The Danish word for _yes_ is _ja_ (or _jo_), but I guess it just doesn't have the same 'oomph'.  
_Yes_ is quite common in modern Danish as you've noticed,  and frequently (though not exclusively so) it is used to add emphasis, as in "_yessss!!, I did it_!" I just realized it's been given its own entry in the online Danish dictionary, 'Den danske ordbog': http://ordnet.dk/ddo/ordbog?query=yes.

Bic.


----------



## henbjo

This is also the case in Norwegian, where *yes* has become very common as a positive exclamation upon some sort of success.


----------



## Stoggler

Thanks for the responses.  I can't think of other languages where they have borrowed such basic words (where they already otherwise exist).


----------



## mosletha

I think the sounds in the word just fit very well into Norwegian. We could easily write it as 'jess' and you wouldn't know it was an imported word.


----------



## jette(DK)

You would be surprised how many common English words have sneaked into Danish during the last say ten years. All of them coexist with perfectly functional Danish words. People somehow just feel the English words sound better or they want to flash their command of the English language or their ability to function in a globalized world. Young people are hardly able so say a full sentence anymore without including at least one English word.

We hardly have e.g. 'udsalg' anymore, they've all turned into 'sale'. Major institutions not only have an English equivalent in their name, their name ONLY exists in English. This is true for Copenhagen Airport and Copenhagen Business School, just to mention a few.
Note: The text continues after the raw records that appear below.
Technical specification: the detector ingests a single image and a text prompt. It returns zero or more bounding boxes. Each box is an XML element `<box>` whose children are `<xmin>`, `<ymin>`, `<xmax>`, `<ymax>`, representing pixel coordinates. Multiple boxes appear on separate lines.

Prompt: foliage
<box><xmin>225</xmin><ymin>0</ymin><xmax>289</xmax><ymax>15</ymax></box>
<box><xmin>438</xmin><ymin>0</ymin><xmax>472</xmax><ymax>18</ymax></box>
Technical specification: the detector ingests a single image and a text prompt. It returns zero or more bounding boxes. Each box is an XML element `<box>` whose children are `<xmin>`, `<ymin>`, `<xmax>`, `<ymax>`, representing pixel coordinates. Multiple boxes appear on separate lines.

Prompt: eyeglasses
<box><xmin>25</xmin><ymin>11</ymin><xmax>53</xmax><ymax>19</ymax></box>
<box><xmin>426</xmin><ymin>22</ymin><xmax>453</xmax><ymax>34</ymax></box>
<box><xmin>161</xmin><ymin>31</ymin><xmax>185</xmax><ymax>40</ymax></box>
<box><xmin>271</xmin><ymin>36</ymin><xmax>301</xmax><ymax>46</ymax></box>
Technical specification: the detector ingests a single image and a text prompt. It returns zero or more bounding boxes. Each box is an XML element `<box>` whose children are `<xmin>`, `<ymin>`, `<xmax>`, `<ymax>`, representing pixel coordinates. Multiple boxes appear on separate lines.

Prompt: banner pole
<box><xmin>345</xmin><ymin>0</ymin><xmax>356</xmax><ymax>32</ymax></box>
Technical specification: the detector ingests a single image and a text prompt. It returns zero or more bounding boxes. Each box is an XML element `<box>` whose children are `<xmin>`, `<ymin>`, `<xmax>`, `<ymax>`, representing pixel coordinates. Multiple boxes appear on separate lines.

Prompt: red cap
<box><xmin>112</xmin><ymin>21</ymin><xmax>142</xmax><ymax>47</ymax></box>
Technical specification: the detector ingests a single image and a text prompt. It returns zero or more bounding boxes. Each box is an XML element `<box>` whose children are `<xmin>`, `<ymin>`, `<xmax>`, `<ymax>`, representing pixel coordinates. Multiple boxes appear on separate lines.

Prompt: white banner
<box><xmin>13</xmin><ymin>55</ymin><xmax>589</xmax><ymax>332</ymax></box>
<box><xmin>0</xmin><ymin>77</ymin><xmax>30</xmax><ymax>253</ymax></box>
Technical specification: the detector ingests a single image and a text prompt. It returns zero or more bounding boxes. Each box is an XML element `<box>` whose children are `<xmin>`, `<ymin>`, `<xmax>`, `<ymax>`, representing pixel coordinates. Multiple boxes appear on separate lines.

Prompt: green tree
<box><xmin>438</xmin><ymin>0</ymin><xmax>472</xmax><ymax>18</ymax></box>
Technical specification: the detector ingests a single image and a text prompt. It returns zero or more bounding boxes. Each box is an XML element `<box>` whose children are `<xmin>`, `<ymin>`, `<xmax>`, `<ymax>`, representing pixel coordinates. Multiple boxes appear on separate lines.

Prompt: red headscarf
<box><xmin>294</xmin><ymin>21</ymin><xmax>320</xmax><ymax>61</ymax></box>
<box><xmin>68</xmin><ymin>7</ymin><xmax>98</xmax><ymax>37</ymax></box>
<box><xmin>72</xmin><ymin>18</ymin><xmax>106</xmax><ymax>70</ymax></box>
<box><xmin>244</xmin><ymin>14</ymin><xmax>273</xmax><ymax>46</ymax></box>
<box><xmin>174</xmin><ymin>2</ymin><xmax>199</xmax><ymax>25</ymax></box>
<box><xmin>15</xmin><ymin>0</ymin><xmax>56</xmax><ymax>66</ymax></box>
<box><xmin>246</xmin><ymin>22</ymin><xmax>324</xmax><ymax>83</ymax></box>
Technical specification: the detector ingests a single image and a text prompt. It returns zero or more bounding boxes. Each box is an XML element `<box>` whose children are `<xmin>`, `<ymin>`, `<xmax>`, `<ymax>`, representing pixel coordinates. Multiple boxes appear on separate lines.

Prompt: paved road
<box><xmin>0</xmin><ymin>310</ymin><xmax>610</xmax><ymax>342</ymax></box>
And probably one of the most common Danish swearwords is the English fourletter F-word.

The examples are numerous and if you listen carefully to The Killing, Borgen and others you'll soon notice many more than 'YES!'


----------



## Stoggler

Hej jette

It's very obvious watching Danish TV and films just how much English is sprinkled throughout people's language - it is quite humorous at times though hearing a string of mostly incomprehenisible language then suddenly hearing "worst case scenario" in the middle of it (as in one episode of Borgen I rewatched the other evening).  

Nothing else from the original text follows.